In England the Collector is to be found riding at anchor in the Bandicoot Club. He makes two or three hurried cruises to his native village, where he finds himself half forgotten. This sours him. The climate seems worse than of old, the means of locomotion at his disposal are inconvenient and expensive; he yearns for the sunshine and elephants of Gharibpur, and returns an older and a quieter man. The afternoon of life is throwing longer shadows, the Acheron of promotion is gaping before him; he falls into a Commissionership; still deeper into an officiating seat on the Board of Revenue. Facilis est descensus, etc. Nothing will save him now; transmigration has set in; the gates of Simla fly open; it is all over. Let us pray that his halo may fit him.—ALI BABA, K.C.B.
No. X
BABY IN PARTIBUS
[October 11, 1879.]
The Empire has done less for Anglo-Indian Babies than for any class of the great exile community. Legislation provides them with neither rattle nor coral, privilege leave nor pension. Papa has a Raja and Star of India to play with; Mamma the Warrant of Precedence and the Hill Captains; but Baby has nothing—not even a missionary; Baby is without the amusement of the meanest cannibal.

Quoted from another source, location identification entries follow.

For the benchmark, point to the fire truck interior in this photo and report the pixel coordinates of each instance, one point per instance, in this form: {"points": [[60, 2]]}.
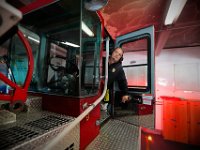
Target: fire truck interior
{"points": [[54, 70]]}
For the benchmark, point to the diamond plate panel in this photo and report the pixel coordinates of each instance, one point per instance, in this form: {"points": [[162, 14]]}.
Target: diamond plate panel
{"points": [[116, 135]]}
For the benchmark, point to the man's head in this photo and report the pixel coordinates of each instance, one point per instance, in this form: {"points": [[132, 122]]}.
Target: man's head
{"points": [[117, 55]]}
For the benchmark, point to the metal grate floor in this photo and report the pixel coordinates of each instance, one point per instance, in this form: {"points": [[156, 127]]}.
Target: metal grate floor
{"points": [[116, 135], [14, 135]]}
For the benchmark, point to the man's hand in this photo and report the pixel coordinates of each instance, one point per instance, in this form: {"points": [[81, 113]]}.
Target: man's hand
{"points": [[126, 98]]}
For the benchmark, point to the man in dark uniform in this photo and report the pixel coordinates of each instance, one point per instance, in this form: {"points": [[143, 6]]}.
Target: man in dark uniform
{"points": [[116, 73]]}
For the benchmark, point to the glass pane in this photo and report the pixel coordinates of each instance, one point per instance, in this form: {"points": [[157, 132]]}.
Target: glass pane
{"points": [[136, 76], [135, 66], [56, 69], [19, 57], [90, 39]]}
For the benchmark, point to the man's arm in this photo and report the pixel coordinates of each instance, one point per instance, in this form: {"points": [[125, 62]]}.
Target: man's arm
{"points": [[122, 82]]}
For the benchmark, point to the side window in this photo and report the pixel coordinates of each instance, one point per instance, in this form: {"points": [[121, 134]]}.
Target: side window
{"points": [[19, 58], [136, 64]]}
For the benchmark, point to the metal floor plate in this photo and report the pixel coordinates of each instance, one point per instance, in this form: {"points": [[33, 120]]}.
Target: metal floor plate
{"points": [[116, 135]]}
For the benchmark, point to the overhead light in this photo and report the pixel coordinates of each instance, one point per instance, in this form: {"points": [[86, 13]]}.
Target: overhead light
{"points": [[87, 30], [70, 44], [33, 39], [175, 8]]}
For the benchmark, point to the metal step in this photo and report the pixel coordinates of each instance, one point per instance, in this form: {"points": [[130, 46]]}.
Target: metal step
{"points": [[116, 135]]}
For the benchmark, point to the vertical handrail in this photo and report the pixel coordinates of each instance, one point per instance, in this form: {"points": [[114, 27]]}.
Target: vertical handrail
{"points": [[54, 142]]}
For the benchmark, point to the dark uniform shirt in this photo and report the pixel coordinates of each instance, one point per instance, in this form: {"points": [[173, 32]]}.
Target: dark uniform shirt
{"points": [[116, 73]]}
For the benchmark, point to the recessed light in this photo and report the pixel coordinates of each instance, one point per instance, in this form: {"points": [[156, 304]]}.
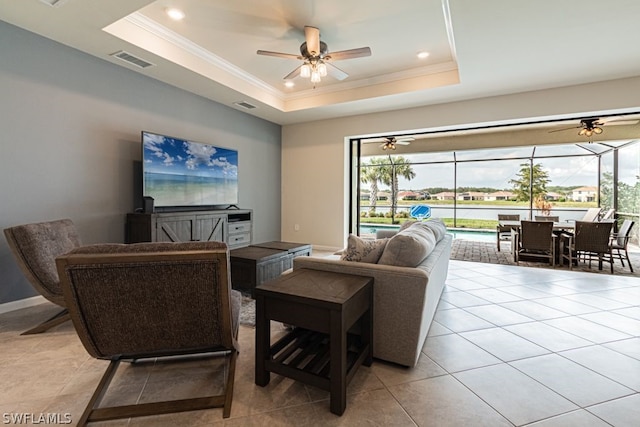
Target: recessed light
{"points": [[175, 14]]}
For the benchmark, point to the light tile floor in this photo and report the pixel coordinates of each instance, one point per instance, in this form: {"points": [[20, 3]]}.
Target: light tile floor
{"points": [[509, 346]]}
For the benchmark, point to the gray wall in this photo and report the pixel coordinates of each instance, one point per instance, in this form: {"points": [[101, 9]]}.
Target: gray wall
{"points": [[70, 142]]}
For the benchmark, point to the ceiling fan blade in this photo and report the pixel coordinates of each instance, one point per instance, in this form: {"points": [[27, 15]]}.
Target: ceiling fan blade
{"points": [[312, 37], [279, 54], [563, 129], [292, 75], [349, 54], [336, 72], [373, 140], [620, 122]]}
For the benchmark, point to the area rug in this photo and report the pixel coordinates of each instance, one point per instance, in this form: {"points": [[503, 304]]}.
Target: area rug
{"points": [[248, 311]]}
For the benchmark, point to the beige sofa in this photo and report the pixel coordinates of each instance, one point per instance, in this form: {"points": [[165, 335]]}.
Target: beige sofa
{"points": [[405, 298]]}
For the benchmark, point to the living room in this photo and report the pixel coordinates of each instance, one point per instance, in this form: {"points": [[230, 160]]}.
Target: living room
{"points": [[71, 127]]}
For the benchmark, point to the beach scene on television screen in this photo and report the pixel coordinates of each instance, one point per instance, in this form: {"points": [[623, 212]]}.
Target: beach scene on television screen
{"points": [[178, 172]]}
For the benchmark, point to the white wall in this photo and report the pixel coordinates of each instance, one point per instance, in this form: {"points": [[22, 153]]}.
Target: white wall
{"points": [[315, 158], [70, 140]]}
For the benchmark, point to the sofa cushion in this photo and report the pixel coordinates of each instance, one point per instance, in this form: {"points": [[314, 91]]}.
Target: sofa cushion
{"points": [[409, 247], [361, 250]]}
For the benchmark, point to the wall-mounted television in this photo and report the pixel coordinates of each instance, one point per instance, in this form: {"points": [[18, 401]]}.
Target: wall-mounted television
{"points": [[181, 173]]}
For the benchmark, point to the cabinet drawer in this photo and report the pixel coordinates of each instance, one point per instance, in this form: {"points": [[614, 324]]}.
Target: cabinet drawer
{"points": [[239, 227], [241, 239]]}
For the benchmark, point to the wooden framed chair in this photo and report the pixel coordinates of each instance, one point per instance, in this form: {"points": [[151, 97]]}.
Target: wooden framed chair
{"points": [[590, 240], [149, 300], [35, 247], [620, 240], [504, 233], [536, 239]]}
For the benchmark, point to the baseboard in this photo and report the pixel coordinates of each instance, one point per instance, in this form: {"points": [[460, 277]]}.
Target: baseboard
{"points": [[22, 303], [331, 249]]}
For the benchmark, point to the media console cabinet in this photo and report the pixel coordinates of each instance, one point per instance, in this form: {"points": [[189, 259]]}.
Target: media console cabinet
{"points": [[231, 226]]}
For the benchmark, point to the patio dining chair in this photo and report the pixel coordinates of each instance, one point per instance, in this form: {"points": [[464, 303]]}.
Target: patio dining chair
{"points": [[620, 241], [590, 241], [610, 214], [547, 218], [591, 215], [502, 232], [536, 239]]}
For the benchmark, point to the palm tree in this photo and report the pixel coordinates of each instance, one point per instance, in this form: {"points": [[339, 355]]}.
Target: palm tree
{"points": [[397, 166], [371, 173]]}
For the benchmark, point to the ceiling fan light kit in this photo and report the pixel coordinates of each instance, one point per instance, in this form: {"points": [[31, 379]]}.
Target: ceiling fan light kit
{"points": [[316, 57]]}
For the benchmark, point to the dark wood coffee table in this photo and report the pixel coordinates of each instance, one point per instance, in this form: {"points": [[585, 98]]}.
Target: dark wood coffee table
{"points": [[322, 349]]}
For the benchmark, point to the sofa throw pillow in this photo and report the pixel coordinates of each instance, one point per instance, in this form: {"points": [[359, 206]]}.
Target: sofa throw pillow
{"points": [[409, 247], [361, 250]]}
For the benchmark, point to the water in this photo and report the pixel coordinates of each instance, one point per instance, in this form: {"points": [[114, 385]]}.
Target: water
{"points": [[486, 211], [475, 235]]}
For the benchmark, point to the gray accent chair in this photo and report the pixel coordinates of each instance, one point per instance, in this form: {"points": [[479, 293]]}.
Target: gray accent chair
{"points": [[152, 300], [35, 247]]}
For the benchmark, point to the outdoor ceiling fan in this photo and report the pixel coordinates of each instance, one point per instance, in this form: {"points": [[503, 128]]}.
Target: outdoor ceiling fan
{"points": [[389, 143], [316, 58], [593, 126]]}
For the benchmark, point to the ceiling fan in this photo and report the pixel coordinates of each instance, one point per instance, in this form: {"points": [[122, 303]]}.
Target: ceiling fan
{"points": [[593, 126], [389, 143], [316, 58]]}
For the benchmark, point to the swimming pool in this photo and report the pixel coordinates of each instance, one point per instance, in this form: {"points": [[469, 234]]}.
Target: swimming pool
{"points": [[475, 235]]}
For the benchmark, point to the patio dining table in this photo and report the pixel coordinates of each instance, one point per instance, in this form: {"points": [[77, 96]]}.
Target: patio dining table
{"points": [[559, 226]]}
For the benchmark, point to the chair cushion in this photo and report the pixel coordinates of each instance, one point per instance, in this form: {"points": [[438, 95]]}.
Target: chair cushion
{"points": [[361, 250]]}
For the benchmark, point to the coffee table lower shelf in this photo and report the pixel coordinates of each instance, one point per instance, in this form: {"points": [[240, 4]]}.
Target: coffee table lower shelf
{"points": [[304, 355]]}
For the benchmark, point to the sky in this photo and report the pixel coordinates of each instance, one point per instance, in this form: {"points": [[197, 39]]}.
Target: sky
{"points": [[563, 171]]}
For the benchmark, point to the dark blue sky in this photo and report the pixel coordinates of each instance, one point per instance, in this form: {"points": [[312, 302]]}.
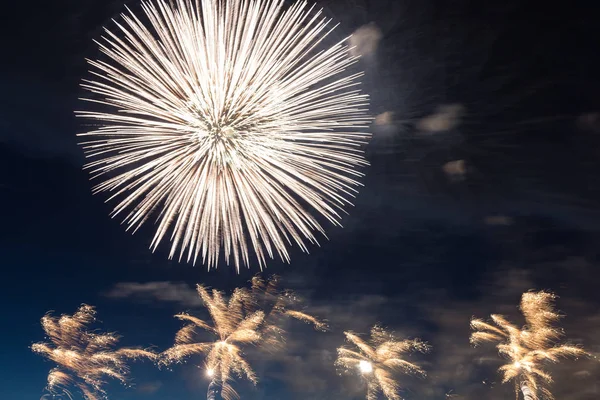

Baby is debarred from the society of his compatriots. His father is cramped and frozen with the chill cares of office; his mother is deadened by the gloomy routine of economy and fashion; custom lies upon her with a weight heavy as frost and deep almost as life; the fountains of natural fancy and mirth are frozen over; so Baby lisps his dawn paeans in soft Oriental accents, wakening harmonious echoes amongst those impulsive and impressionable children of Nature that masque themselves in the black slough of Bearers and Ayahs; and Baby blubbers in Hindustani.
These Ayah and Bearer people sit with Baby in the verandah on a little carpet; broken toys and withered flowers lie around. They croon to Baby some old-world katabaukalesis, while beauty, born of murmuring sound, passes into Baby’s eyes. The squirrel sits chirruping familiarly on the edge of the verandah with his tail in the air and some uncracked pericarp in his uplifted hands, the kite circles aloft and whistles a shrill and mournful note, the sparrows chatter, the crow clears his throat, the minas scream discordantly, and Baby’s soft, receptive nature thus absorbs an Indian language. Very soon Baby will think from right to left, and will lisp in the luxuriant bloom of Oriental hyperbole. [Presently, when Baby grows a little older, Baby will say to the Bearer, through his sweet little nose, “Arreh! Ulu ka bacha, tu kya karta hai?” Which being interpreted, is, “Ah! Child of night’s sweet bird, what dost thou now?” Afterwards Baby will learn to say many other things which it is not good to repeat here.]